The shallow quake, which measured 6.0 on the Richter scale, struck near the town of Karakocan in Elazig province, at 4.32am (0232 GMT). It razed five remote mountain villages in the mainly Kurdish area and killed whole families in their beds.
"It started shaking, first slowly and then violently. I was terrified and began crying. The cupboard fell over and then the television set exploded," said Zeynep Yuksel, a teenager in Okcular, the worst-hit village.
Survivors abandoned their damaged homes and lit open-air fires in the streets to cope with the wintry cold after the quake. Search-and-rescue operations were called off after about eight hours and preparations began to bury the victims.
"According to the information we have, no one remains under the rubble.
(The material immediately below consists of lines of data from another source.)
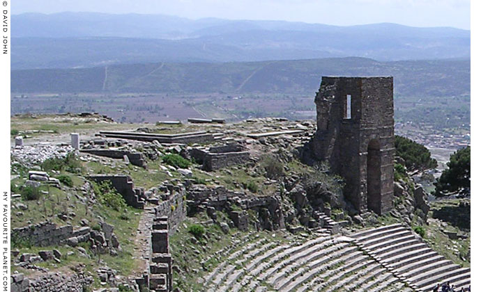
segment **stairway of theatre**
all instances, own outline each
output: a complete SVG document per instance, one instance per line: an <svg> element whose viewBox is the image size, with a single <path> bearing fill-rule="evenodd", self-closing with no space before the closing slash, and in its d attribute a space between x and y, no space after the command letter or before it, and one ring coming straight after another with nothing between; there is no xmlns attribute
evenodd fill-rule
<svg viewBox="0 0 481 292"><path fill-rule="evenodd" d="M362 231L353 236L360 248L418 291L431 291L438 283L468 288L471 269L446 259L417 234L400 225Z"/></svg>
<svg viewBox="0 0 481 292"><path fill-rule="evenodd" d="M470 284L461 268L431 250L400 225L352 237L319 233L286 243L246 238L242 248L203 279L206 291L427 291L450 281Z"/></svg>

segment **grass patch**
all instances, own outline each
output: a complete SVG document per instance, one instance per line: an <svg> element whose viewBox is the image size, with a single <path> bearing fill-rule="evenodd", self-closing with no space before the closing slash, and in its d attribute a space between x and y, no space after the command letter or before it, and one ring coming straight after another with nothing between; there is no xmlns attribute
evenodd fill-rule
<svg viewBox="0 0 481 292"><path fill-rule="evenodd" d="M190 166L191 162L178 154L167 154L162 157L165 163L178 168L187 168Z"/></svg>

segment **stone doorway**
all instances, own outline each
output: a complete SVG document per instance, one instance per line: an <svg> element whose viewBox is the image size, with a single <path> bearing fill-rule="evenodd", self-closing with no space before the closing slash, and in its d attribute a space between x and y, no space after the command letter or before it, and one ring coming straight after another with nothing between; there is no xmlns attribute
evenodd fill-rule
<svg viewBox="0 0 481 292"><path fill-rule="evenodd" d="M372 140L367 146L367 208L381 214L381 147Z"/></svg>

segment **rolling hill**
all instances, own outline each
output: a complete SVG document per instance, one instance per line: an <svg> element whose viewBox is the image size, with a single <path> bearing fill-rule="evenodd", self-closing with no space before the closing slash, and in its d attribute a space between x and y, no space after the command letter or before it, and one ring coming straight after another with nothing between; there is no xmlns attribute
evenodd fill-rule
<svg viewBox="0 0 481 292"><path fill-rule="evenodd" d="M312 94L320 77L393 76L402 96L470 94L469 60L379 62L364 58L244 63L161 63L13 70L13 92Z"/></svg>
<svg viewBox="0 0 481 292"><path fill-rule="evenodd" d="M63 13L12 17L12 69L155 62L252 62L358 56L468 58L471 32L383 23L335 26L282 21Z"/></svg>

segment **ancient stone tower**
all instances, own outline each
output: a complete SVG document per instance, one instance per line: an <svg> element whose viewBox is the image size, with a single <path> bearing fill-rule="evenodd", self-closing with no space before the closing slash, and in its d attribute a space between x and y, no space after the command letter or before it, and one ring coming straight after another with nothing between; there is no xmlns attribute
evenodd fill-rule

The work has been ended," said an official from a crisis desk at the provincial governor’s office.
Cemil Cicek, the Deputy Prime Minister, put the death toll at 57 as he visited the region. Crisis desks in Elazig and Ankara both said later however that the official toll stood at 51. At least four of the dead were children.
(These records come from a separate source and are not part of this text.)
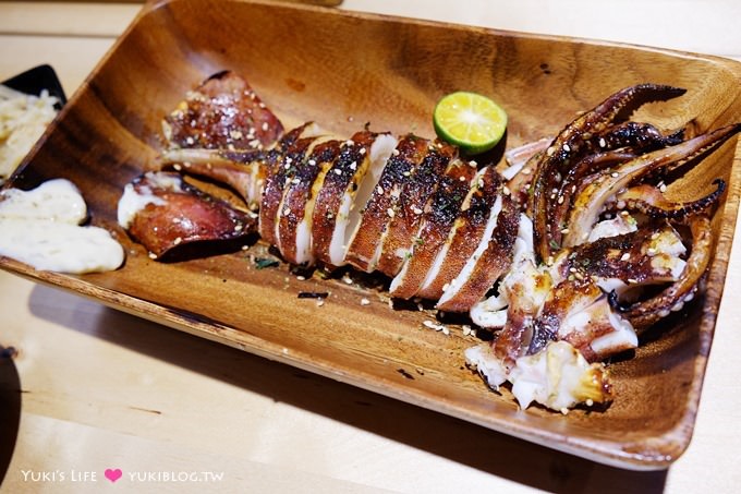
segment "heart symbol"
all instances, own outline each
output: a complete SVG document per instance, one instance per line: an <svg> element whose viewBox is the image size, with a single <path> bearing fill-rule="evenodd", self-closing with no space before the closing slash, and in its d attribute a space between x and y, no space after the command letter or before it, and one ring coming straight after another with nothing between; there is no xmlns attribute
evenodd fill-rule
<svg viewBox="0 0 741 494"><path fill-rule="evenodd" d="M117 469L106 469L106 479L110 480L111 482L116 482L117 480L121 479L121 475L123 475L123 472L121 471L120 468Z"/></svg>

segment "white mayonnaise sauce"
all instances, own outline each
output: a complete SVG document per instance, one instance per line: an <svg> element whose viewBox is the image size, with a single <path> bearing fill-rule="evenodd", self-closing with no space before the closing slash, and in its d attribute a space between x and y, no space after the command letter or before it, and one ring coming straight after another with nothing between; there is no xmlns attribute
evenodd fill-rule
<svg viewBox="0 0 741 494"><path fill-rule="evenodd" d="M36 269L83 274L117 269L123 248L98 227L81 227L87 206L64 179L0 192L0 255Z"/></svg>

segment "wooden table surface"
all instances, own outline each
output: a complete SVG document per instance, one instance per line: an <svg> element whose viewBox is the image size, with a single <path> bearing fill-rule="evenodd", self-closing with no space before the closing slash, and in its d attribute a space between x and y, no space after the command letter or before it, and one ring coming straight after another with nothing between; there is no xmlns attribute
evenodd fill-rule
<svg viewBox="0 0 741 494"><path fill-rule="evenodd" d="M138 8L0 2L0 80L48 62L72 94ZM340 8L741 60L738 0ZM556 453L0 273L0 346L16 350L0 357L0 491L738 492L739 243L694 437L659 472ZM121 481L106 469L121 469Z"/></svg>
The tremor left 74 people injured, officials in Elazig said. The heaviest toll - 18 dead and some 30 houses destroyed - was in Okcular, a Kurdish settlement of some 900 people, nestled in the mountains about 1,800m (5,900ft) above sea level and accessible only by one narrow road.
"I rushed out after the tremor, looked to one side and saw nothing, then looked to the other side -- again nothing. Everything had collapsed," said a middle-age woman who did not give her name.
"I pulled out the two kids from the rubble with bare hands. They were both dead," said the woman, who lost a sister-in-law and two nephews in the quake.
Wrapped in blankets and cuddling babies, women wailed around a bonfire as Red Crescent workers erected tents and distributed food and other emergency supplies.
Villagers scrambled to recover any valuables from the debris as a flurry of aftershocks jolted the area, with the most powerful measuring 5.5 on the Richter scale.
In nearby Yukari Demirci, 15 people perished, among them a family of nine. The remaining victims were in Gocmezler, Kayalik and Yukari Kanatli.
The quake also killed many livestock, the main livelihood for locals.
Officials lamented that shoddy construction had once again exacerbated the disaster, as in many previous quakes to hit Turkey.
"Villages consisting mainly of mud-brick houses have been damaged, but we have minimal damage, such as cracks, in buildings made of cement or stone," said Muammer Erol, the provincial governor.
Recep Tayyip Erdogan, the Prime Minister, said that he had instructed the state building company to start reconstruction at once.
"Mud-brick construction is undoubtedly a local tradition. But unfortunately, it has proved to have a heavy price," he said, speaking in Ankara.
The tremor was felt in the neighbouring provinces of Bitlis, Diyarbakir and Tunceli, sending residents out onto the streets in panic.
Major earthquakes are frequent in Turkey, which is crossed by several active fault-lines. Two powerful tremors in the heavily populated and industrialised northwest claimed about 20,000 lives in August and November 1999. Many deaths were blamed on sub-standard buildings, the result of widespread corruption plaguing the construction sector.